What are the messages of the paper by Wallace et al .? What should the clinician do now? As for any treatment, β-blockade has to be considered from a risk/benefit perspective. With or without studies, it stands to reason that at-risk patients are likely to benefit more, as was shown by Lindenauer et al.  42in the largest observational cohort of β-blockade in surgical patients ever published. The Wallace et al.  1data show that the addition or continuation of β-blockade reduced mortality in higher risk patients. As with all potent agents, there is need for protocols that address initiation and administration of successive doses, especially in the face of the hemodynamic instability that characterizes major surgery and recovery. The current European Society of Cardiology guideline suggests that 100 mmHg systolic arterial pressure is sufficient for the next dose to be given, whereas American College of Cardiology Foundation/American College of Cardiology guideline indicates that the next dose should be given in the absence of hypotension . Wallace et al. ,1in their protocol, required a systolic arterial pressure of more than 120 mmHg. Although either 100 or 120 mmHg may be appropriate in most patients, this threshold may not be sufficient in the case of patients with hypertensive heart disease. We believe that, in these circumstances, any protocols will need to be adjusted to reflect the likely changes in autoregulatory mechanisms.

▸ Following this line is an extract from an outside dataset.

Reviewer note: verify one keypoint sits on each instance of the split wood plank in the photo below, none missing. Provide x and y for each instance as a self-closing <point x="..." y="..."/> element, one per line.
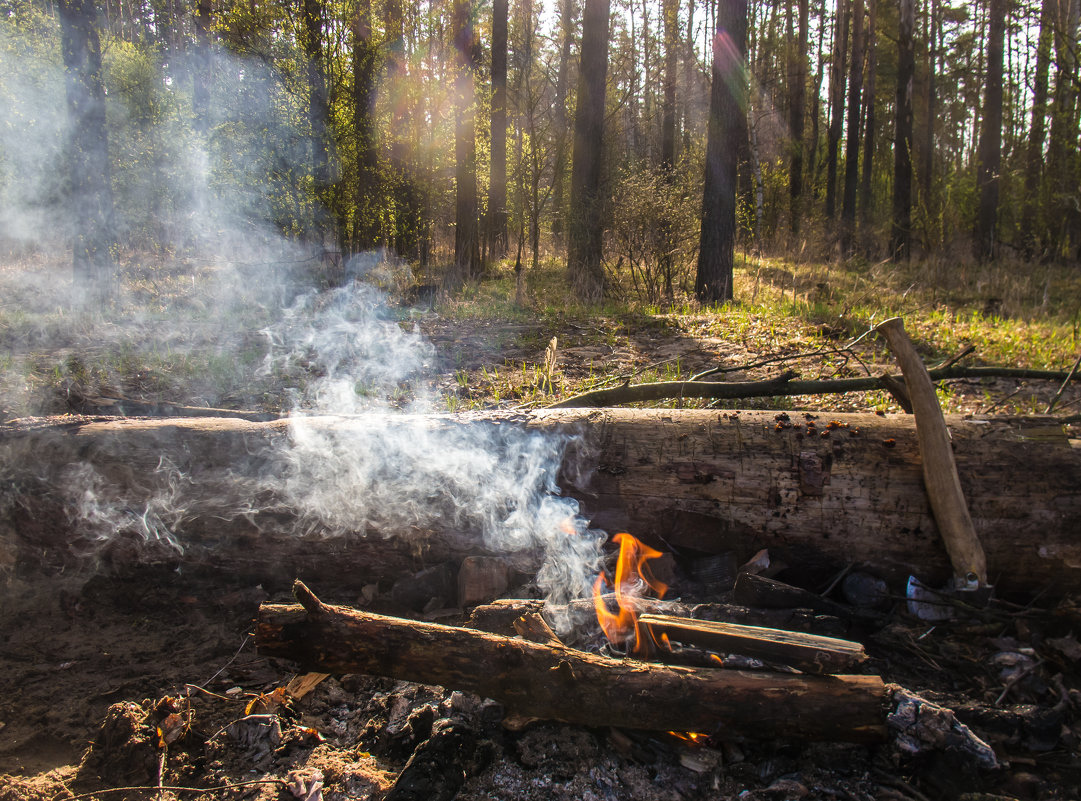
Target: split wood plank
<point x="569" y="685"/>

In view of the current controversies, the Wallace et al.  1study has the merit of confirming in a large cohort that withdrawal of β-blockade is dangerous; conversely, maintenance of β-blockade or its initiation at the time of surgery confers cardiovascular protection; and the absence of β-blockade in at-risk patients increases the risk of adverse cardiac events.

Thus, the case for perioperative β-blockade in noncardiac surgical patients, as questioned by the findings of POISE, has been partially reestablished. What is needed now are more studies answering the issues of when is best to start treatment and for how long; whether one class of β-blockers has greater risk-benefit advantage; which route of perioperative administration is preferable43; and, most importantly, how best to maintain careful monitoring of these patients in the preoperative, perioperative, and postoperative periods with active treatment of any adverse effects. In this way, the cardioprotective utility of an important class of drugs in the perioperative period is likely to be enhanced.